The search for the glass might frustrate us if we actively look, but we don't. As we leave the Glass and Pottery Show, I realize that Mother has not unwrapped the glass, and I have forgotten all about looking for its match. Neither of us has mentioned the goblet at all. I suspect that my mother doesn't really want to find a match to the glass. I suspect that she doesn't want to give up searching for this stemware even though she knows that she will never use it. This doesn't bother me.

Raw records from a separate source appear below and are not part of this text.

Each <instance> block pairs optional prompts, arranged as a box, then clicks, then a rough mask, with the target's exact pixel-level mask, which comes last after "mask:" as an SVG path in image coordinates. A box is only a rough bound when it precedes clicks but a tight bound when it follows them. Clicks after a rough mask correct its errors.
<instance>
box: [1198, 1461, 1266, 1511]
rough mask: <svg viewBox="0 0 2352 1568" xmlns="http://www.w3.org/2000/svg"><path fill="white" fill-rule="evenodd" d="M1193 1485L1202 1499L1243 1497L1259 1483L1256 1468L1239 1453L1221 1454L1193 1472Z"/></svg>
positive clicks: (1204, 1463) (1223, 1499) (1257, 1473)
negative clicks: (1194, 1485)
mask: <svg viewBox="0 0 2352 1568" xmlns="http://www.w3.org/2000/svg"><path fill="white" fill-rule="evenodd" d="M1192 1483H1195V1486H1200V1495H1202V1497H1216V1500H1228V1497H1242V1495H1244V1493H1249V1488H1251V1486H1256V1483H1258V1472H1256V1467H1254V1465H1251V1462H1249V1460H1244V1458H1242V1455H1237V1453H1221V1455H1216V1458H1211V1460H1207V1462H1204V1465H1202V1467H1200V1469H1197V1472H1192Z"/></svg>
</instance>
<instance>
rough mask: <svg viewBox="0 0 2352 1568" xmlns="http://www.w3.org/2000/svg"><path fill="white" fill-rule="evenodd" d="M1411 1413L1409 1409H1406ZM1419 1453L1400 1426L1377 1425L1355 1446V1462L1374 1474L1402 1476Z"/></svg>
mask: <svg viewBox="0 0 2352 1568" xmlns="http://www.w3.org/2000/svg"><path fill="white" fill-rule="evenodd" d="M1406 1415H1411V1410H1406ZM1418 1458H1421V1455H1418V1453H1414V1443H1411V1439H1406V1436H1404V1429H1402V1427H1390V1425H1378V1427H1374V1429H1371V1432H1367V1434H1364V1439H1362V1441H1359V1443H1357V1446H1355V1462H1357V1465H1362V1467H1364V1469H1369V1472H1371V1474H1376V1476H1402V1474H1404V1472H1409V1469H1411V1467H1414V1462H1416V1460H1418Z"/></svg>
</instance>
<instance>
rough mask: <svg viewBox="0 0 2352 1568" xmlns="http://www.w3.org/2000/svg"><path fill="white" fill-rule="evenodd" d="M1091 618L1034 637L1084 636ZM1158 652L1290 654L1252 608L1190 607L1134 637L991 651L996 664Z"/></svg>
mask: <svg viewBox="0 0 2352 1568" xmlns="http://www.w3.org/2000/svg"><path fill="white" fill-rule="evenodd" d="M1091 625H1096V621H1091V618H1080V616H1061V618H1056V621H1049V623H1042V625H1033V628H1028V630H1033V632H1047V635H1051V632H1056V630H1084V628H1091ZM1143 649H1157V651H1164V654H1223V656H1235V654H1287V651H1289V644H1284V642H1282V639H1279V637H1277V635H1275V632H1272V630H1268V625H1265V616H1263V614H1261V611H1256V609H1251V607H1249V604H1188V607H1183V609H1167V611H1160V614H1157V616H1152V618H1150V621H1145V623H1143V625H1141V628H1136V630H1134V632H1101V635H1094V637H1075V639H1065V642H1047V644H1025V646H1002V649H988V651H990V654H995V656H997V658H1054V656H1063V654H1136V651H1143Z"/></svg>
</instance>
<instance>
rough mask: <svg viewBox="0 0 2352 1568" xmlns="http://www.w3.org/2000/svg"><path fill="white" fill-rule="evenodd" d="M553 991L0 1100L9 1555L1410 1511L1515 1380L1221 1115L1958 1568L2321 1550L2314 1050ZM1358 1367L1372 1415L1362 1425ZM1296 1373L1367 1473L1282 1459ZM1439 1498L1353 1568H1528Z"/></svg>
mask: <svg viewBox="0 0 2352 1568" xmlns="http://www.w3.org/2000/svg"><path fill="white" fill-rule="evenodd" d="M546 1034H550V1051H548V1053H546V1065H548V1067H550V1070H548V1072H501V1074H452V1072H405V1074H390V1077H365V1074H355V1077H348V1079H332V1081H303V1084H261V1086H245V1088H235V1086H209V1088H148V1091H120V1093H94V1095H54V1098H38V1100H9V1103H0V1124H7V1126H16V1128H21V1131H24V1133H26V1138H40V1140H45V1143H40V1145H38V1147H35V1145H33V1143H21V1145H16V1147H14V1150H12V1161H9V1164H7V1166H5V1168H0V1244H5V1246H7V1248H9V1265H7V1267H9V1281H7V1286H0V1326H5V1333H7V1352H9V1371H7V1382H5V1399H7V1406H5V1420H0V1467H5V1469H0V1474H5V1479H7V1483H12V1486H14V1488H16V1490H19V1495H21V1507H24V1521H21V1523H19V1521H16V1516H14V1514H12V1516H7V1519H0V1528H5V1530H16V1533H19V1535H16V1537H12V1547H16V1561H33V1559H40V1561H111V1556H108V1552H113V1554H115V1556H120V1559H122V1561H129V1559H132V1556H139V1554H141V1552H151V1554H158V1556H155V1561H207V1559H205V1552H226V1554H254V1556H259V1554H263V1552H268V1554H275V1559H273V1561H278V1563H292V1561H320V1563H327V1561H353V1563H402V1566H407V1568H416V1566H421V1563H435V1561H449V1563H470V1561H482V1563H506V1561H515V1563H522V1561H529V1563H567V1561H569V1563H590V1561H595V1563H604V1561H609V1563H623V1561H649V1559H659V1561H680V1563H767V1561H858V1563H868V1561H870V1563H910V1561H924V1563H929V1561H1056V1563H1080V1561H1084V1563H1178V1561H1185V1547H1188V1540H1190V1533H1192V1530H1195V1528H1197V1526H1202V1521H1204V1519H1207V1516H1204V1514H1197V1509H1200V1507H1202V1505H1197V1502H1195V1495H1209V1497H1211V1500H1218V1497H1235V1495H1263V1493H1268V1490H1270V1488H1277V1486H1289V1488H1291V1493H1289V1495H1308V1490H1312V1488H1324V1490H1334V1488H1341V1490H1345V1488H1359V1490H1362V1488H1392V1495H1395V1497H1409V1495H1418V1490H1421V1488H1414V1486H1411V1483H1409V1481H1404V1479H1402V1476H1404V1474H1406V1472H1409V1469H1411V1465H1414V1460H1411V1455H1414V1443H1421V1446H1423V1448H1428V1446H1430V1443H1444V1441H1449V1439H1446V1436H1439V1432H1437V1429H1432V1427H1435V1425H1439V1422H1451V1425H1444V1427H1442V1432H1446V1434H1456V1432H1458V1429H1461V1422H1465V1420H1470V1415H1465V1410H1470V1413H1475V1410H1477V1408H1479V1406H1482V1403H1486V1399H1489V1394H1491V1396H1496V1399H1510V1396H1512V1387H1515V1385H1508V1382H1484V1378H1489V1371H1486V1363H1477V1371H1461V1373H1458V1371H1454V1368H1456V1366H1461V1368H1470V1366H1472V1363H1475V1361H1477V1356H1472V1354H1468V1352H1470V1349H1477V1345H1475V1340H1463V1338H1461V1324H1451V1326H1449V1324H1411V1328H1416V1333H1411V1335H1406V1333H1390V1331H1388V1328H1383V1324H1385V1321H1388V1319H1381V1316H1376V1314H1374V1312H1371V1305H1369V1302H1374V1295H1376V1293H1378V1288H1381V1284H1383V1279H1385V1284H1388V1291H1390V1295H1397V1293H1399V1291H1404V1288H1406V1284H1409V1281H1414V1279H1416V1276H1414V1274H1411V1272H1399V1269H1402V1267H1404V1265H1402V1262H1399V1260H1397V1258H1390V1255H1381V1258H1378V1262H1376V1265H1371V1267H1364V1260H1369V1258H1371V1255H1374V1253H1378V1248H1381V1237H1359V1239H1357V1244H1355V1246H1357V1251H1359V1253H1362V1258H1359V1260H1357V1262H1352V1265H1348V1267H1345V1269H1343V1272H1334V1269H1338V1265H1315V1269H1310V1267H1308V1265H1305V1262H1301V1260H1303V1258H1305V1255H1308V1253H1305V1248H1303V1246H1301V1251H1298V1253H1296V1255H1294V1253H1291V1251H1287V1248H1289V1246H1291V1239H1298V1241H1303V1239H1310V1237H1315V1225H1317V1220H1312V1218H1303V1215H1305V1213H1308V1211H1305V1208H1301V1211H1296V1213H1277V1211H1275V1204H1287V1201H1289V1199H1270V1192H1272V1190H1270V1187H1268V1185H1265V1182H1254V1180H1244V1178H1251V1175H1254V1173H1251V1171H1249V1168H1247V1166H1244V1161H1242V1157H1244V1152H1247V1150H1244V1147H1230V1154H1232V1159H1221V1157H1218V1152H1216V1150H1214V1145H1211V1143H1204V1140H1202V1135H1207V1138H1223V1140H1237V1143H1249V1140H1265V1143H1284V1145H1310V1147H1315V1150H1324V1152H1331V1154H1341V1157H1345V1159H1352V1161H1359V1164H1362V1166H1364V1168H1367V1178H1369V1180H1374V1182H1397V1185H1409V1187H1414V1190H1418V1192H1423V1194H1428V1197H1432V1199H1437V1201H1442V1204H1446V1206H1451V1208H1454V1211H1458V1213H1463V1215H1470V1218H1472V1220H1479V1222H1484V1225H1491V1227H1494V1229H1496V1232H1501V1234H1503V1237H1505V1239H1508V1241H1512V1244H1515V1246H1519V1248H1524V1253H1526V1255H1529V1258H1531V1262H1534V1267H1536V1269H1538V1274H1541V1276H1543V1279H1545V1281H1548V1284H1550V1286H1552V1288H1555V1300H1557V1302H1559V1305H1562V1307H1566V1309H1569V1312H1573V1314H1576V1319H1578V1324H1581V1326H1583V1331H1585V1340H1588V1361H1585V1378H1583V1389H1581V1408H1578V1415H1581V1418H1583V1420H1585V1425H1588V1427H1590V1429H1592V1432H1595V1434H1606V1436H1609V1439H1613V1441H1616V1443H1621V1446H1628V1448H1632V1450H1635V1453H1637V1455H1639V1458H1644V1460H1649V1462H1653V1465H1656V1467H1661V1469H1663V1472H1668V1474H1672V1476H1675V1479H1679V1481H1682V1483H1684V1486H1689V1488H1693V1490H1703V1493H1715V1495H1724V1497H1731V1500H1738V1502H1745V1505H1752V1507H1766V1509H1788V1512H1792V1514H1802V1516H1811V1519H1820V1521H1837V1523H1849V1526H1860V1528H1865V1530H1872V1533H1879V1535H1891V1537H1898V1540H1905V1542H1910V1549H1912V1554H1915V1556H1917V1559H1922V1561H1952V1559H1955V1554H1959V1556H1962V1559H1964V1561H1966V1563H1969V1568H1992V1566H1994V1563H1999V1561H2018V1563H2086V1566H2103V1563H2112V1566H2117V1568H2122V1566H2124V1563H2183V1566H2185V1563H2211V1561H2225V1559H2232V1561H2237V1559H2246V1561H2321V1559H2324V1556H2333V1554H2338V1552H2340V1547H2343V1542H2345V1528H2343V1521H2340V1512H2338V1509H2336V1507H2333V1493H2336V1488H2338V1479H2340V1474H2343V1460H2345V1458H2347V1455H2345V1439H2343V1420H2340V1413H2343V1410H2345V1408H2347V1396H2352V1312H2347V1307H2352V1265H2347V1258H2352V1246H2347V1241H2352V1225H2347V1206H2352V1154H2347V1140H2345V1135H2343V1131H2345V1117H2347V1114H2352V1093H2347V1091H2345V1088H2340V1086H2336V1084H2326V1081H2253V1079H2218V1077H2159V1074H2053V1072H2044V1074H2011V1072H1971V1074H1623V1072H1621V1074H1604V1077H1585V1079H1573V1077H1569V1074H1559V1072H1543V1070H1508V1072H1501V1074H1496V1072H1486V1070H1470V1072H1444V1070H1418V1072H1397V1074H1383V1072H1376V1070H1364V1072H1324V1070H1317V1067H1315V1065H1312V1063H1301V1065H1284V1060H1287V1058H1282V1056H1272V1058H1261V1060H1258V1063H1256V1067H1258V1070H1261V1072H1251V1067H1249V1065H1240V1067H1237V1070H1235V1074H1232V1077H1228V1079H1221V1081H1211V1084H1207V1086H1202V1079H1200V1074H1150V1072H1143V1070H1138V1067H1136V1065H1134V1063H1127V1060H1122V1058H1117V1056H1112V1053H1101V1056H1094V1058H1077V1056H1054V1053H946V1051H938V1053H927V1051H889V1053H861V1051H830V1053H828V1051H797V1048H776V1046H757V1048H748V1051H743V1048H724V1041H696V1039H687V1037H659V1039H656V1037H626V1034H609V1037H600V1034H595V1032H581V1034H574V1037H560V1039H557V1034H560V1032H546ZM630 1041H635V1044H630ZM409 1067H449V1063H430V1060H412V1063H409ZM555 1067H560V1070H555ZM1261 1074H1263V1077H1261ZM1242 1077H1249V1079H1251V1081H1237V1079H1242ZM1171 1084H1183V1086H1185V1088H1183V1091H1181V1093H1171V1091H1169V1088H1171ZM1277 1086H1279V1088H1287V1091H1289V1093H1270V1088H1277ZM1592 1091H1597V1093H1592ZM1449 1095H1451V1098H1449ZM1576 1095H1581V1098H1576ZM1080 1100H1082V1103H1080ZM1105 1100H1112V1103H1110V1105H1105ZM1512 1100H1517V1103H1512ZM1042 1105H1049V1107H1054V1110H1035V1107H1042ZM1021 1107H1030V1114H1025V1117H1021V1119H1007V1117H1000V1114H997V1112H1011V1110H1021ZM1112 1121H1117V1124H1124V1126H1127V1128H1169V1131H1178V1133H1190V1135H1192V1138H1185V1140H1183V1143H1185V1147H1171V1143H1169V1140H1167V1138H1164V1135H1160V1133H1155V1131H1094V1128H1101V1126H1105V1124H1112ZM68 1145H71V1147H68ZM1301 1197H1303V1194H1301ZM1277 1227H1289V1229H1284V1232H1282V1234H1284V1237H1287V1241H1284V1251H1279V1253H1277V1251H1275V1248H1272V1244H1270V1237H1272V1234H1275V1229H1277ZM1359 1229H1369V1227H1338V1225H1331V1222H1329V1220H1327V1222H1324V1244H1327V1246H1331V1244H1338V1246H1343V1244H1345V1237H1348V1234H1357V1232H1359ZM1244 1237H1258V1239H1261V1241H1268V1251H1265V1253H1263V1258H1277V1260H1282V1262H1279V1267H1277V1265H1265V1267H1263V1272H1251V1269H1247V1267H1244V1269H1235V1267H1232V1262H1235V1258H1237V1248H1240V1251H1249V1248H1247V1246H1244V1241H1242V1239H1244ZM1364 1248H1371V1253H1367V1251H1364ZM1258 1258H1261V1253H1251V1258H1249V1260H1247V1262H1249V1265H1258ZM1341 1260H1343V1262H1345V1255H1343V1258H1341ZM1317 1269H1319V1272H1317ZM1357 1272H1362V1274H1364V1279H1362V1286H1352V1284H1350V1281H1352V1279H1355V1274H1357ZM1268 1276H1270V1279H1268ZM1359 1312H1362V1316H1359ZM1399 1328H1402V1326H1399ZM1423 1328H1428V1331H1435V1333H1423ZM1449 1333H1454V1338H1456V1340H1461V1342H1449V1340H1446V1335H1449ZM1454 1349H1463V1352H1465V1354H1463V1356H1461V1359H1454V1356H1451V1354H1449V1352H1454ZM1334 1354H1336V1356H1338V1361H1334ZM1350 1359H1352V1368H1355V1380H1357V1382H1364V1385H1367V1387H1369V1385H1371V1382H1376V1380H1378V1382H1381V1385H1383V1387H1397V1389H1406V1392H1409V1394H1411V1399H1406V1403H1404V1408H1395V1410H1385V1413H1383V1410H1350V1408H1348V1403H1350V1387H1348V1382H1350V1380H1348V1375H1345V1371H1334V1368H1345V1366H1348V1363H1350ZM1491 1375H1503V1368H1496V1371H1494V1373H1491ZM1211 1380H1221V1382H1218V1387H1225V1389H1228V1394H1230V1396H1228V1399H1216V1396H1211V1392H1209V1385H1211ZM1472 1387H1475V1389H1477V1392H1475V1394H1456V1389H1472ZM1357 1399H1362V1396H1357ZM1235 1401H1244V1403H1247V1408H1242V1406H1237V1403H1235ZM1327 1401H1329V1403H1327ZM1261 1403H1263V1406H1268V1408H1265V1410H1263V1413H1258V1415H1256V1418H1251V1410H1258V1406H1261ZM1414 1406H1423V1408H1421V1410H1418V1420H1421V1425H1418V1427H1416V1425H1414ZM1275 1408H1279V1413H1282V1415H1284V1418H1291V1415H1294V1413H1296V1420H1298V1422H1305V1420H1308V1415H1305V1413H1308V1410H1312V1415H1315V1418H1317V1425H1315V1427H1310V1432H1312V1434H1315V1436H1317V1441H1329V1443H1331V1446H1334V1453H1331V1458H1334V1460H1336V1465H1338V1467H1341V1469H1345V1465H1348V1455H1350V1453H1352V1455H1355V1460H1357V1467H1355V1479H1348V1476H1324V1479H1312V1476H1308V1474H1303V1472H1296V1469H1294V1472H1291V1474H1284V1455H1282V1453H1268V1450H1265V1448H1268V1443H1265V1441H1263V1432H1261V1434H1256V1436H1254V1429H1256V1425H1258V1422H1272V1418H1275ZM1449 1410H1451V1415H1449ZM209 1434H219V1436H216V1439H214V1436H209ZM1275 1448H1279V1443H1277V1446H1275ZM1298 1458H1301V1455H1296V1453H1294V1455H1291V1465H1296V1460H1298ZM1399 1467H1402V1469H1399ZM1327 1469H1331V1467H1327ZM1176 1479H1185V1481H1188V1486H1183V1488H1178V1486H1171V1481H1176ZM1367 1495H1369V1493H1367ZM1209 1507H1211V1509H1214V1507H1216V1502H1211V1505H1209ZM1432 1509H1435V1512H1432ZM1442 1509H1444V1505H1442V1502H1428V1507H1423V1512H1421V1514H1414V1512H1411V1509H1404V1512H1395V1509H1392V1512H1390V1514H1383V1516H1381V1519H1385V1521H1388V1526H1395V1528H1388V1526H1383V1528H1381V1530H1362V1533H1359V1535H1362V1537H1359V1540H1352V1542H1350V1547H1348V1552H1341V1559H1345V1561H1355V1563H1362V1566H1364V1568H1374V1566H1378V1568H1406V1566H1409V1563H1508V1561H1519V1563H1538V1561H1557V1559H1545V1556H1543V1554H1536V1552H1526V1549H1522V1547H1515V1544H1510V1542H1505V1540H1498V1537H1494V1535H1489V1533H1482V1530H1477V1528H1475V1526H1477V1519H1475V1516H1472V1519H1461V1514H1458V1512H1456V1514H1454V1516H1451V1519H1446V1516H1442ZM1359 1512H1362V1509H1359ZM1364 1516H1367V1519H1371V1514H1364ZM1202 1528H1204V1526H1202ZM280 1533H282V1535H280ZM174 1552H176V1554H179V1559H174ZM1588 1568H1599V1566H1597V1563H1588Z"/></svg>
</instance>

I am building my own collection. Though I love to see the crystal, I search for pottery in bold, bright colors. This is my idea of elegance. I seek heirlooms with a function, and pieces without warnings. I have inherited from my grandmother many fine pieces: gilt-edged plates of handpainted flowers, fluted bowls and candlewick cake platters. But though these are of my grandmother, they do not remind me of her. When my grandmother was alive she had a name for these kinds of objects. She called them "Pretties." I never saw her use her pretties, and I keep them just as she did--on the shelf, away from harm. The pieces I have collected from the glass shows are whimsical, bright and functional. I won't be too sad if they break or chip because any lapses I commit will not damage my heritage.
As Mother sets the basket on the back seat floor of the car, I see her smile to herself. It's as if she is saying to my grandmother, "Here is your piece of stemware, still unmatched, but still unbroken." While my grandmother lived, I never saw her use this crystal, but the glass has value to me because of the look in my mother's eye when she holds it, just as she witnessed her mother doing. By the time the stemware becomes mine, a rich heritage will have passed from my grandmother's hands to Mother's to mine. And though the stemware comes from my grandmother, the context comes from my mother. This goblet and ten others like it will remind me of our visits to the Glass and Pottery Show, a memory like an heirloom--delicate, priceless and irreplaceable.